A modificação da Legislação referente aos empregados domésticos, demonstra que,  paulatinamente essa categoria vem   sendo incluída no rol dos assistidos pela CLT de forma cada vez mais abrangente, (e que, no meu entender, já deveria ter sido incluída de todo e há muito tempo,  já que não há qualquer justificativa para a manutenção desse tipo de contrato à margem da CLT, exceto a questão do serviço prestado x lucro, o  que para o trabalhador não faz a menor diferença).
Agora,  quanto a aplicação da multa em percentual diferenciado é, no  meu ponto de vista, na verdade, um contrassenso ao tratamento isonômico prevista na Constituição Federal e um atentado ao direito dos demais empregados urbanos e rurais, que independente dessa condição, sofrem as mesmas consequências quando da falta de registro e/ou reconhecimento de vínculo pelo seu empregador,  que é a falta de vínculo com a previdência social, inicialmente, e demais direitos trabalhistas, que normalmente são também excluídos de seus pagamentos em decorrência dessa situação ilegal.
Por outro lado, a aplicabilidade dessa alteração da Lei encontra um óbice muito grande em face do número elevadíssimo de pessoas que laboram como domésticos e domésticas sem o devido reconhecimento de vínculo e a ausência quase total de fiscais do Ministério do Trabalho e Emprego em inúmeras cidades do país. 
Ora, para  efetuar esses autos de infração, e portanto, dar andamento na cobrança dessa multa, somente seria possível após denúncia pelo empregado ao MTE (Ministério do Trabalho) e emitida a notificação do empregador que somente após uma “audiência” no órgão,  haveria ou não a aplicação da multa. 
Se um empregador urbano ou rural for “visitado” por um fiscal do Ministério do Trabalho em seu estabelecimento comercial, industrial ou de prestação de serviço, ou qualquer outro tipo, exceto doméstico, de imediato é lavrado o auto de infração dando prazo  a esse, apenas para defender o indefensável,  e quase que 100% das notificações acabam em multas administrativas nos termos da CLT. Mais uma vez, portanto, há um tratamento discriminatório, desta feita aos empregadores urbanos e rurais, sejam microempresas ou de grande porte, todos tratados da mesma maneira.

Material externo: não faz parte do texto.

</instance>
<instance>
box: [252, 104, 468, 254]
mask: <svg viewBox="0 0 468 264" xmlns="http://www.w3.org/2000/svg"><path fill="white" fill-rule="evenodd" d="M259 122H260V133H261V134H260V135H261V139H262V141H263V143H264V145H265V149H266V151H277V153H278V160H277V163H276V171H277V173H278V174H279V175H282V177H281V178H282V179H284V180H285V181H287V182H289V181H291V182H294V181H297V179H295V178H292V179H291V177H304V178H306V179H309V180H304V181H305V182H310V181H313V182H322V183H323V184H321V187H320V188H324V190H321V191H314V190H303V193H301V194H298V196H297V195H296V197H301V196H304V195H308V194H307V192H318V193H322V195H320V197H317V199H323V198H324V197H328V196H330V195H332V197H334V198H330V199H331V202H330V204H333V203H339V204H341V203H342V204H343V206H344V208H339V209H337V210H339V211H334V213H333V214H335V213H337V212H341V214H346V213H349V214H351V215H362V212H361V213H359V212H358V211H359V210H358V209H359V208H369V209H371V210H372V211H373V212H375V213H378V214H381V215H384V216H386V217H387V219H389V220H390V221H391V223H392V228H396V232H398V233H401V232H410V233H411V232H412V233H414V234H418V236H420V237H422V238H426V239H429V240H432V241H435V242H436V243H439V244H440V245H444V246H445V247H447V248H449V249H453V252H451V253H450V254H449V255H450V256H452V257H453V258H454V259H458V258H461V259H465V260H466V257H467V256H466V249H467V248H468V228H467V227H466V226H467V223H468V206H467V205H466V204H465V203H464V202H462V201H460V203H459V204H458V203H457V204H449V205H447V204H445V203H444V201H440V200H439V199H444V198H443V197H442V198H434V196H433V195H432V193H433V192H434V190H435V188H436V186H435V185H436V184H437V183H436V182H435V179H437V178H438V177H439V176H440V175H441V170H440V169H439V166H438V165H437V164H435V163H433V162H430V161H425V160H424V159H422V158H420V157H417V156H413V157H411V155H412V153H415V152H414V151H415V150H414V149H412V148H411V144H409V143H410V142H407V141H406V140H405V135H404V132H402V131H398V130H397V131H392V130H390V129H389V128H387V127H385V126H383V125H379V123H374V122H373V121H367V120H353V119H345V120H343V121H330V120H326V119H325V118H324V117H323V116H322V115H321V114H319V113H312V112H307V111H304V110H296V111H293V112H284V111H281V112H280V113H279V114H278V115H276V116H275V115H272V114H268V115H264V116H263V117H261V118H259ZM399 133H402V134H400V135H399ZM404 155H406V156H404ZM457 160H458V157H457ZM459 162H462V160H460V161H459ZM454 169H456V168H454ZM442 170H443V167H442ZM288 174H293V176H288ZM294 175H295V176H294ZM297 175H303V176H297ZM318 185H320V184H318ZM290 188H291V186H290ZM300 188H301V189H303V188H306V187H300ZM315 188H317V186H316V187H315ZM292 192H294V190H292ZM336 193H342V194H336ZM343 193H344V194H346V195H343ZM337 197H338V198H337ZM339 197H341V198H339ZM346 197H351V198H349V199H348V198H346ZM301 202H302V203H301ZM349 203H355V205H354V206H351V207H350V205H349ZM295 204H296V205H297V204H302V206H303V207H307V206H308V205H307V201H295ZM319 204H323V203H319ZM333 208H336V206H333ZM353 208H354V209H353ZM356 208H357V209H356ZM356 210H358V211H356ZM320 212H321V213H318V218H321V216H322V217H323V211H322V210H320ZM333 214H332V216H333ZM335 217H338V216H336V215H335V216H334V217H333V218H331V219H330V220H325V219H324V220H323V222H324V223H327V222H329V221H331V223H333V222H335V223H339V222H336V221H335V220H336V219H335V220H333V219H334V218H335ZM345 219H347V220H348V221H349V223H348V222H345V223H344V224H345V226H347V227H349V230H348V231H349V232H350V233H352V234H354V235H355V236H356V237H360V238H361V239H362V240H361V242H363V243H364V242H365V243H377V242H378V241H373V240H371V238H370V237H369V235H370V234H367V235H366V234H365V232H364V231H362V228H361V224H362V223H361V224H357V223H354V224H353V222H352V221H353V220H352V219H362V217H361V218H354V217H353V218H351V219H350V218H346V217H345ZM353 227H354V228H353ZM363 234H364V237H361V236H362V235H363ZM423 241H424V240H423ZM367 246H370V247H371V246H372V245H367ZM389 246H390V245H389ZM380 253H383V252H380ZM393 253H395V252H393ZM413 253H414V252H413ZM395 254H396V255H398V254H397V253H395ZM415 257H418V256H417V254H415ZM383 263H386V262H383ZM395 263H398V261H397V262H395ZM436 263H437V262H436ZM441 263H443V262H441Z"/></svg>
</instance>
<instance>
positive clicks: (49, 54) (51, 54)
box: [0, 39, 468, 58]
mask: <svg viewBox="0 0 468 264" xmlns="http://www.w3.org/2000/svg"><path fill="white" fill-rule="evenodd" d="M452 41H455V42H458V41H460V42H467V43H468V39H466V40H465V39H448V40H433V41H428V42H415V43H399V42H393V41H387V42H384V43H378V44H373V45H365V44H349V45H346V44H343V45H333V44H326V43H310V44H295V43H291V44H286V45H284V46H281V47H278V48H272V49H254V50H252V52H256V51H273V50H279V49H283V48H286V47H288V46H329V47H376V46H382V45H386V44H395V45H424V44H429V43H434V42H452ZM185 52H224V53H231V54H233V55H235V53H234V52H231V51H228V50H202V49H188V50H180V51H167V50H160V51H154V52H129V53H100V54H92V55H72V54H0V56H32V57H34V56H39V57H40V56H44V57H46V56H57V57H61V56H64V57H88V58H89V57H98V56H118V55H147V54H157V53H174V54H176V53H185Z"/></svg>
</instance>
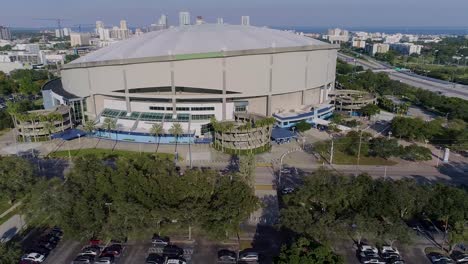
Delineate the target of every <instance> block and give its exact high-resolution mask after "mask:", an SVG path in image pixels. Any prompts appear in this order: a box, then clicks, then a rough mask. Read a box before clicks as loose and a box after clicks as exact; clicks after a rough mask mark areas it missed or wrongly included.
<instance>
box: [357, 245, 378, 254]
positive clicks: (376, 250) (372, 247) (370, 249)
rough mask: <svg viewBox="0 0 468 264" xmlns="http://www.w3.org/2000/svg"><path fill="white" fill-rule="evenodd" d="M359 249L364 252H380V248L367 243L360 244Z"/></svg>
mask: <svg viewBox="0 0 468 264" xmlns="http://www.w3.org/2000/svg"><path fill="white" fill-rule="evenodd" d="M359 251H361V252H363V251H366V252H374V253H375V254H377V253H379V250H378V249H377V248H376V247H373V246H369V245H366V244H361V245H360V246H359Z"/></svg>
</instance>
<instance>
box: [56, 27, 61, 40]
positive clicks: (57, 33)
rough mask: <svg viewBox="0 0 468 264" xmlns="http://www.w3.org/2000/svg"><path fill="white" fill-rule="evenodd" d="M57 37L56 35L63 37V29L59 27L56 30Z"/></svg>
mask: <svg viewBox="0 0 468 264" xmlns="http://www.w3.org/2000/svg"><path fill="white" fill-rule="evenodd" d="M55 37H56V38H63V29H61V28H57V29H56V30H55Z"/></svg>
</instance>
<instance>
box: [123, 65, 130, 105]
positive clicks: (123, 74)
mask: <svg viewBox="0 0 468 264" xmlns="http://www.w3.org/2000/svg"><path fill="white" fill-rule="evenodd" d="M122 74H123V82H124V89H125V104H126V108H127V113H131V112H132V106H131V104H130V93H129V92H128V85H127V71H126V70H125V69H124V70H123V72H122Z"/></svg>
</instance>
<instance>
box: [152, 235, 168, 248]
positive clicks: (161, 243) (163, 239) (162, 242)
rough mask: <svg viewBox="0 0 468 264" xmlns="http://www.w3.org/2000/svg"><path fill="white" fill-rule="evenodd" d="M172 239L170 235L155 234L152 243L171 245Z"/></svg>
mask: <svg viewBox="0 0 468 264" xmlns="http://www.w3.org/2000/svg"><path fill="white" fill-rule="evenodd" d="M169 242H170V239H169V237H163V236H159V235H154V236H153V238H152V239H151V243H152V244H153V245H155V246H162V247H163V246H166V245H169Z"/></svg>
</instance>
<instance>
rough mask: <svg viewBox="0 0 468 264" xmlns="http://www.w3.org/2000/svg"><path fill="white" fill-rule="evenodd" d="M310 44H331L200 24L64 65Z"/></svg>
mask: <svg viewBox="0 0 468 264" xmlns="http://www.w3.org/2000/svg"><path fill="white" fill-rule="evenodd" d="M310 46H318V47H319V46H321V47H324V48H327V47H328V48H330V47H335V46H332V45H330V44H328V43H325V42H321V41H319V40H316V39H312V38H308V37H305V36H300V35H297V34H294V33H291V32H286V31H280V30H275V29H270V28H265V27H253V26H242V25H227V24H202V25H191V26H182V27H174V28H169V29H165V30H159V31H153V32H149V33H146V34H143V35H141V36H134V37H132V38H131V39H128V40H123V41H120V42H117V43H115V44H113V45H111V46H108V47H105V48H102V49H100V50H97V51H95V52H92V53H90V54H88V55H86V56H83V57H81V58H79V59H77V60H75V61H72V62H71V63H70V64H69V65H68V67H70V68H72V67H74V66H78V65H79V64H83V63H93V62H103V61H121V60H128V59H141V58H148V57H149V58H151V57H161V56H173V57H175V59H192V58H200V57H217V56H219V57H220V56H223V53H226V52H227V53H228V52H231V51H245V50H258V49H270V48H291V47H310Z"/></svg>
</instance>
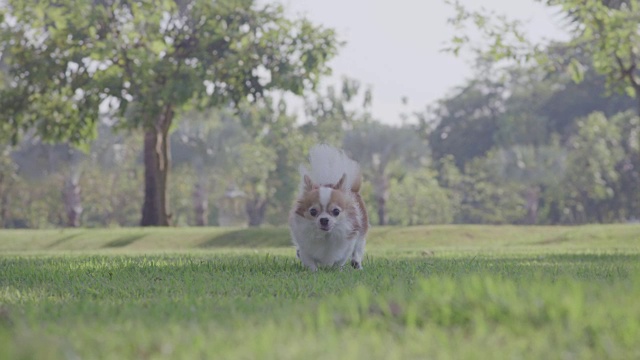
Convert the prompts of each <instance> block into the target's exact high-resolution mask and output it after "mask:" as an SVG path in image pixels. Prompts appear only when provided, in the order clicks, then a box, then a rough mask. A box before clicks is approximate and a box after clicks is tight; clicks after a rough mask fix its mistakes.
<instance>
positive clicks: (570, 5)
mask: <svg viewBox="0 0 640 360" xmlns="http://www.w3.org/2000/svg"><path fill="white" fill-rule="evenodd" d="M538 1H539V2H542V3H544V4H545V5H547V6H549V7H553V8H555V9H559V11H560V13H562V14H563V15H564V18H565V19H564V25H565V28H566V29H567V30H568V31H569V33H570V35H571V36H572V38H571V39H570V40H569V41H568V42H566V43H554V44H552V46H551V47H552V48H558V49H563V50H569V52H574V54H571V55H569V57H555V56H553V54H552V53H550V52H549V51H548V48H547V45H548V44H536V43H533V42H532V41H530V40H529V39H527V38H526V37H525V36H524V32H523V31H522V28H521V27H522V24H520V23H519V22H517V21H511V20H508V19H507V18H505V17H504V16H495V14H494V13H491V12H488V11H486V10H484V9H482V10H470V9H468V8H465V7H464V6H462V5H461V4H460V3H459V2H458V1H454V2H453V6H454V8H455V11H456V15H455V16H454V17H453V18H452V19H450V22H451V23H452V24H453V25H454V26H455V27H456V29H457V31H458V33H457V34H456V35H455V36H454V37H453V39H452V40H451V46H449V48H448V50H449V51H451V52H453V53H454V54H456V55H457V54H459V52H460V50H461V49H462V48H465V47H466V48H469V47H470V48H471V49H472V51H473V52H474V53H476V54H482V56H486V57H490V58H493V59H496V60H499V61H500V60H505V59H506V60H511V61H513V60H515V61H518V62H523V63H529V62H531V61H534V62H535V63H536V64H538V65H539V66H542V67H545V68H547V69H558V68H562V69H566V70H567V72H568V73H569V74H570V75H571V77H572V78H573V80H574V81H576V82H580V81H582V80H583V79H584V75H585V72H586V70H587V69H588V68H592V69H595V71H596V72H598V73H599V74H602V75H604V76H605V78H606V82H607V86H608V87H609V89H613V90H618V91H620V92H622V93H626V94H627V95H628V96H630V97H634V98H636V100H638V99H640V92H639V90H640V74H639V73H638V62H637V59H638V56H639V55H640V53H639V52H640V48H638V46H637V44H638V43H639V42H640V32H639V31H638V28H637V26H636V24H637V23H638V18H639V17H640V2H638V1H637V0H628V1H608V0H605V1H603V0H588V1H582V0H538ZM468 24H471V25H472V27H473V30H475V32H477V33H479V35H480V37H481V38H483V39H484V40H488V41H489V45H488V46H486V47H485V46H484V45H482V46H480V47H478V46H476V45H474V44H473V40H475V39H472V37H471V36H469V35H467V32H468V31H469V30H468V28H467V25H468ZM473 30H472V31H473ZM505 39H506V40H505ZM576 49H577V50H578V51H575V50H576ZM581 53H587V54H589V56H588V57H587V58H586V59H585V57H584V56H581V55H580V54H581ZM638 106H640V102H638V101H636V109H637V110H638V111H640V107H638Z"/></svg>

Ora, no sudoeste Goiano, como em inúmeras cidades da região e do país, às vezes não há mais que um único funcionário do MTE (Ministério do Trabalho) disponível para atender as homologações, as reclamações e aquelas pessoas que precisam emitir suas CTPS (carteiras de trabalho). 
Deixo algumas questões ao debate:
1)  Terá o MTE  estrutura para atender o contingente de pessoas que poderão adentrar nesse órgão para reclamar a não assinatura de sua CTPS???
2) Não será o caso de mais uma lei para ser utilizada em época eleitoral e ficar apenas no papel, como tantas outras que por falta de fiscalização deixam de ser cumpridas descaradamente pelos brasileiros?
3) A Alteração da Lei já existente não vai aumentar, consideravelmente, o número de ‘diaristas’ ao invés de aumentar o número de empregados (as) domésticos (as) com vínculo reconhecido, levando, por fim, a um maior número de trabalhadores informais, agora como “diaristas”?
4) O sentido dessa alteração é realmente tratar do trabalho doméstico de forma clara ou é apenas uma forma de aumentar, e consideravelmente, a arrecadação da Previdência Social, praticamente falida,  através da inserção dessas contribuições mensais (algo em torno de alguns milhões de trabalhadores informais) para os cofres da União???